Remove Duplicate Rows

Here, you will be able to get a single value from your columns of data.  If you are creating a data set to be used for a picklist, this may be helpful.  You can get a list of distinct results and select to keep one or keep none.

Sort Rows

Sorting rows will come in handy if you want your data in a specific order, such as ascending or descending.  If you would like to show who has the highest sales, you can sort your rows by descending sales amounts.

If you would like to show people in alphabetic order by last name, this is where that would be set up.  Simply select the column that you would like to sort by and choose between ascending or descending.

Limit Rows

This is a good node for testing a job that has a lot of data running through it. It will allow you to keep all rows or only keep the first or last amount of rows. When testing, this may be the second node in a job. For example, you may want to limit the rows to 25 so you can test the new job that you are building relatively quickly. Once the data has been verified to be correct, it can be changed to “Keep all rows” and saved.

Geocode

Just like it sounds, this node will allow you to feed a street address, city, zip/postal code, state/province, and country from your data set to the Data Hub.

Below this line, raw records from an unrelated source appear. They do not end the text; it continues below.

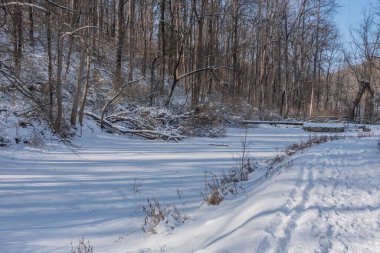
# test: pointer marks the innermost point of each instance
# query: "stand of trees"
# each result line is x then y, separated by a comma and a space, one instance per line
280, 55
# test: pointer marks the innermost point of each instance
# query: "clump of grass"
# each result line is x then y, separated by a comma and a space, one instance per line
84, 246
155, 213
294, 148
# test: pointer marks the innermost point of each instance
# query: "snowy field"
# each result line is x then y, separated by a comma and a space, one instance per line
326, 200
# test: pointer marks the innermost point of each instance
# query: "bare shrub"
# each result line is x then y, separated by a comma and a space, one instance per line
136, 187
35, 140
297, 147
219, 188
214, 190
84, 246
204, 120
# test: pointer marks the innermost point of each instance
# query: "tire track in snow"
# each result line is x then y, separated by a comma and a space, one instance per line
296, 212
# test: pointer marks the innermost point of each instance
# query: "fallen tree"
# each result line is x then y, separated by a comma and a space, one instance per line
145, 133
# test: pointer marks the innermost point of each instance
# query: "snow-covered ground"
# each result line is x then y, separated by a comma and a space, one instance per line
326, 199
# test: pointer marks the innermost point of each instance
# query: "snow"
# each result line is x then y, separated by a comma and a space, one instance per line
326, 200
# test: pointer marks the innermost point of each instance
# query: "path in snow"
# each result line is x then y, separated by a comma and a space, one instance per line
328, 201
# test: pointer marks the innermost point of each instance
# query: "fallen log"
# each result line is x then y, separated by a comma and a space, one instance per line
272, 122
147, 134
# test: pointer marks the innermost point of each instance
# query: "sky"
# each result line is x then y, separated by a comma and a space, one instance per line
349, 15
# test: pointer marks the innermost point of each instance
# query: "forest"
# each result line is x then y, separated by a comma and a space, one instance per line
282, 58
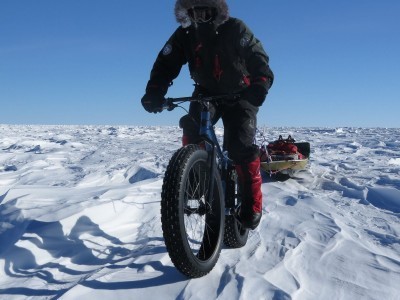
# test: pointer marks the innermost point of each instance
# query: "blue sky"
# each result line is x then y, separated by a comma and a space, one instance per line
336, 63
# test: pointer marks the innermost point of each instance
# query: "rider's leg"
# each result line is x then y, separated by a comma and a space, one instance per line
240, 127
249, 178
190, 123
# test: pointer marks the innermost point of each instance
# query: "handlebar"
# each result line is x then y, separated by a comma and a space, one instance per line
171, 103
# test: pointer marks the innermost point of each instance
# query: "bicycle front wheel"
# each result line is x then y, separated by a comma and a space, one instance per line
192, 219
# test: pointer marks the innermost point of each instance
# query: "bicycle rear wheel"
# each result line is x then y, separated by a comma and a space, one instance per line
192, 221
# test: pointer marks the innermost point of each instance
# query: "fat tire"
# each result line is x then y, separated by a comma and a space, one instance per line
173, 205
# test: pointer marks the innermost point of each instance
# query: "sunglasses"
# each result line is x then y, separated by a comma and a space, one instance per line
200, 14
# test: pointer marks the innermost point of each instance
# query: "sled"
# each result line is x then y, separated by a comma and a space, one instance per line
284, 156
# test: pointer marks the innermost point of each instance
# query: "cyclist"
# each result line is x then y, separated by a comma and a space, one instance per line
224, 57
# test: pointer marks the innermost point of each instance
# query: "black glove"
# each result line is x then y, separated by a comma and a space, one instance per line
153, 101
255, 94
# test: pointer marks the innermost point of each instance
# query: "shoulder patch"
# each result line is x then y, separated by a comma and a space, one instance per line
167, 49
245, 41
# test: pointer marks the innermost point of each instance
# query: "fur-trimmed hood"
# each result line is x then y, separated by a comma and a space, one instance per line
182, 6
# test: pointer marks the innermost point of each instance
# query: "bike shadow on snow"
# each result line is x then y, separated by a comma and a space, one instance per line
61, 252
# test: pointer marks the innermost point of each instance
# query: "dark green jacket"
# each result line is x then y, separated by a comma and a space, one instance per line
226, 59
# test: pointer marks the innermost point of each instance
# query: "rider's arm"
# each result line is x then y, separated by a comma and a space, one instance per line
168, 64
257, 60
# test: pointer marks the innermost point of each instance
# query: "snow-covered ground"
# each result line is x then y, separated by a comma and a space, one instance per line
80, 218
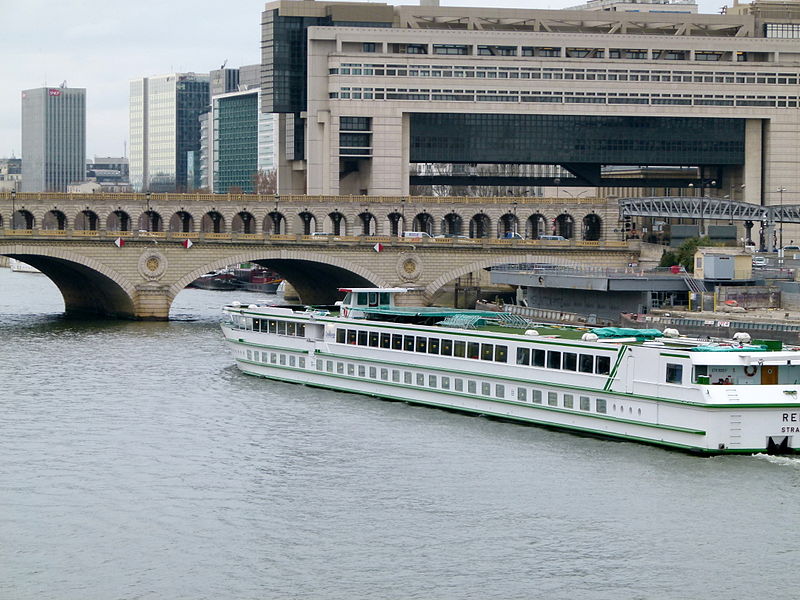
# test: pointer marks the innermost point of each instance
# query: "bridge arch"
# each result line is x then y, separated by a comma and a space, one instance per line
434, 286
315, 276
87, 286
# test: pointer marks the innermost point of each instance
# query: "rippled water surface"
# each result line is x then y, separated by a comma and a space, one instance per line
137, 462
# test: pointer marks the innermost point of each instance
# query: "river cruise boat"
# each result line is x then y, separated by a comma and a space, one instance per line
703, 396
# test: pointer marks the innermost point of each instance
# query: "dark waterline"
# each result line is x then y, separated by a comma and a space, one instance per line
137, 462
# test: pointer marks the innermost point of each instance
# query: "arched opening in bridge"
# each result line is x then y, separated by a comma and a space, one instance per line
565, 226
368, 223
337, 223
212, 222
118, 220
150, 221
243, 222
308, 222
22, 219
85, 291
274, 223
592, 227
480, 226
395, 223
54, 219
452, 224
181, 222
535, 226
86, 220
423, 222
507, 226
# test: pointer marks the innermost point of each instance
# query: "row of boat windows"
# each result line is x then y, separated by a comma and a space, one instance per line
470, 386
279, 327
551, 359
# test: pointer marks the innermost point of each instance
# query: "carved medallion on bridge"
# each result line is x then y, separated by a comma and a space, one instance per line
152, 265
409, 267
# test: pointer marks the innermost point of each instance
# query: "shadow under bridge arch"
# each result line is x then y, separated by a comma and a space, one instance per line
88, 289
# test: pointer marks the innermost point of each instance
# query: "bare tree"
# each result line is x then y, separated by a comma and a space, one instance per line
265, 182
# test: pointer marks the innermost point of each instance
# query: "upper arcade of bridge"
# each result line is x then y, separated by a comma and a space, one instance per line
237, 215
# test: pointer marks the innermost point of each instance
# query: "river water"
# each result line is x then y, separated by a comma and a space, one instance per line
137, 462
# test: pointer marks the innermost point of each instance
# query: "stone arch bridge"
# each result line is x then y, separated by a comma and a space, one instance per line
137, 273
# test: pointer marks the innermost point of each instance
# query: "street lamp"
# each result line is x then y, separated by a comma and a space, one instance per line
780, 190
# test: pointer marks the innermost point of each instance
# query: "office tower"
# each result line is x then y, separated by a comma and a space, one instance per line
53, 138
165, 131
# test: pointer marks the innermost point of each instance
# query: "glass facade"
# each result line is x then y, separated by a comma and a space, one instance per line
560, 139
53, 138
165, 131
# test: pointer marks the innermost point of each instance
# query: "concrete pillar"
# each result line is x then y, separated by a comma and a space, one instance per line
753, 160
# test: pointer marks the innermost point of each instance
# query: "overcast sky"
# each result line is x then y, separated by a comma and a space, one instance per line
102, 46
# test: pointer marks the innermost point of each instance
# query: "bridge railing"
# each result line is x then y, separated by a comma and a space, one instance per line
322, 240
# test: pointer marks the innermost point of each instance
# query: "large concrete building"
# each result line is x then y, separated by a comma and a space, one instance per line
165, 131
366, 89
53, 138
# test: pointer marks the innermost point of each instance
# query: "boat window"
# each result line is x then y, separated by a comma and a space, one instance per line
538, 358
523, 356
603, 365
674, 373
501, 353
447, 347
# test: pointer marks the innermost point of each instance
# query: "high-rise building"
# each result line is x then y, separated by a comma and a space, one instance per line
165, 131
53, 138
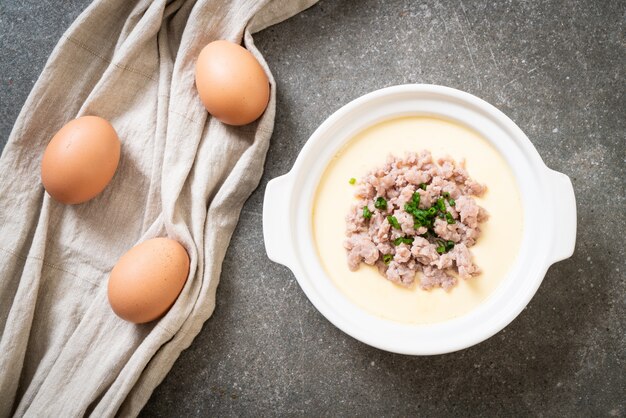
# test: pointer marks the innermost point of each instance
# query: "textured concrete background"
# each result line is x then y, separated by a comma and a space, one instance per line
555, 67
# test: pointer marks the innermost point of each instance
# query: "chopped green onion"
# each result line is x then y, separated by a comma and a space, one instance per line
380, 203
441, 205
394, 221
366, 212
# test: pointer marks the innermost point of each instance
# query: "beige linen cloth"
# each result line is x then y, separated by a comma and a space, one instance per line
182, 174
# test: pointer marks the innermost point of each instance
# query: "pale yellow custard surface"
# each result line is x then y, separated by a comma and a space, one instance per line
496, 249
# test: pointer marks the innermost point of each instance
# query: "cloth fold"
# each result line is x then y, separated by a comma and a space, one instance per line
182, 174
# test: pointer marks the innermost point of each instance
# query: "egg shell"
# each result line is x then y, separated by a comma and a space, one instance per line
231, 83
80, 160
146, 281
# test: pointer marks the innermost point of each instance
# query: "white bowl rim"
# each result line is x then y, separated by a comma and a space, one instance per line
284, 220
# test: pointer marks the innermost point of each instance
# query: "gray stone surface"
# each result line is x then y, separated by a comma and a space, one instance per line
556, 68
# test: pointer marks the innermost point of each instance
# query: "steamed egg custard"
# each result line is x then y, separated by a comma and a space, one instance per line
494, 251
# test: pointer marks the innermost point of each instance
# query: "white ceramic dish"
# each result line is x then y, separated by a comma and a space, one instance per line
547, 198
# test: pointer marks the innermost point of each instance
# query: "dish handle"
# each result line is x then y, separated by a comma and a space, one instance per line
564, 215
276, 220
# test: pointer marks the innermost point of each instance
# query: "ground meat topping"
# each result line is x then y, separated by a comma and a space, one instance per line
414, 214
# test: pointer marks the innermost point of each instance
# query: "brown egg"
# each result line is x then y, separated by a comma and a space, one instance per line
232, 84
80, 160
146, 281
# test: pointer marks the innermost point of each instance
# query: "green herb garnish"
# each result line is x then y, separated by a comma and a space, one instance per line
441, 205
394, 221
403, 240
444, 246
380, 203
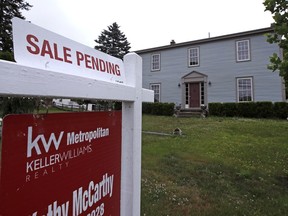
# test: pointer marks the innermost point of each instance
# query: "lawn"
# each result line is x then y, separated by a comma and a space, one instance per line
219, 166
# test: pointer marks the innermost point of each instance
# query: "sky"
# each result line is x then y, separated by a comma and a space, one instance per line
148, 23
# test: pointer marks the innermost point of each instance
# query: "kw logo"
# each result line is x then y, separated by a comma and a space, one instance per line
34, 144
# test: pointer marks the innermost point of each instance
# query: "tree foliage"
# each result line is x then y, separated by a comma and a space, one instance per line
8, 10
279, 11
113, 42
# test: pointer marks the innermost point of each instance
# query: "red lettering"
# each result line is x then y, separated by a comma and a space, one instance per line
102, 65
88, 60
80, 57
34, 49
66, 54
95, 63
46, 49
56, 53
117, 70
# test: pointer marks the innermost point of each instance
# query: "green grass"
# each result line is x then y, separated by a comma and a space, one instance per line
220, 166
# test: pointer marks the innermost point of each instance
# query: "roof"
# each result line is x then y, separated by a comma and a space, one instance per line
207, 40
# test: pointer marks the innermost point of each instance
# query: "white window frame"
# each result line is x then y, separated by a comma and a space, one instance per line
155, 62
243, 50
191, 56
156, 94
245, 88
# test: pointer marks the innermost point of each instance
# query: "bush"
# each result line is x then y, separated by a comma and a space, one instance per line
166, 109
216, 109
263, 109
281, 110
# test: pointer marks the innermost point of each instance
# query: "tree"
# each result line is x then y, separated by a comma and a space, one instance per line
113, 42
8, 10
279, 11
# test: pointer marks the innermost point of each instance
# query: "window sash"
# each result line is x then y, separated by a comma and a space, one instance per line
243, 50
155, 62
245, 89
156, 89
193, 56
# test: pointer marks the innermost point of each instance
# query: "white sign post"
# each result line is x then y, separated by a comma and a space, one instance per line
49, 65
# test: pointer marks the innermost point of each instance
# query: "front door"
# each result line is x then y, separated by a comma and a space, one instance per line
194, 95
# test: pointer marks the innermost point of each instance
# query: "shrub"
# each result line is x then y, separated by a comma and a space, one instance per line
216, 109
281, 110
262, 109
166, 109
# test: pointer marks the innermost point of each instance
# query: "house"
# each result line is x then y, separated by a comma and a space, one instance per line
229, 68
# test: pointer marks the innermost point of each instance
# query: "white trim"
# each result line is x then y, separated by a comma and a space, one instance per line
251, 90
22, 80
248, 51
159, 85
154, 62
189, 56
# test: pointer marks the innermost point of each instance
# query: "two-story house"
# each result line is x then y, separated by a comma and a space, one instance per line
229, 68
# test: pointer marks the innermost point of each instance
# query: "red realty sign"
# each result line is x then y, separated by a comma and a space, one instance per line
61, 164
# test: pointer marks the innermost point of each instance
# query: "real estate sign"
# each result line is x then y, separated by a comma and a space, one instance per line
39, 48
61, 164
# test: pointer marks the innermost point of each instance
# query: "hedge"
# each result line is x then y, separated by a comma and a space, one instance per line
166, 109
263, 109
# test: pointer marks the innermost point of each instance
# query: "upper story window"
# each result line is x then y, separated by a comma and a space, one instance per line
243, 50
245, 89
193, 56
156, 88
155, 62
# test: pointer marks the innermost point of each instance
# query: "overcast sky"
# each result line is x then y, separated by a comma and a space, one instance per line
148, 23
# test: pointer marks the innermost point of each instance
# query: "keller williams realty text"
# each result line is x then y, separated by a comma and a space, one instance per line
37, 145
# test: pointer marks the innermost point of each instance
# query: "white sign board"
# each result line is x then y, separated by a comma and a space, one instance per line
39, 48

If the data is known to be within a specific country, you can select that country in the Accuracy list. This will pull back the latitude and longitude for each row of data, which provides the data to plot points on the GeoPlot map.

Create Job Variables

This allows you to create a variable, from your data, that can be used later. Whether in the current Data Hub job, in an expression using the add node, or as a parameter in a new data set.

Combine Job Variables

As the name states, you can combine multiple job variables together.  You will need to define at least two job variables as separate nodes and combine them.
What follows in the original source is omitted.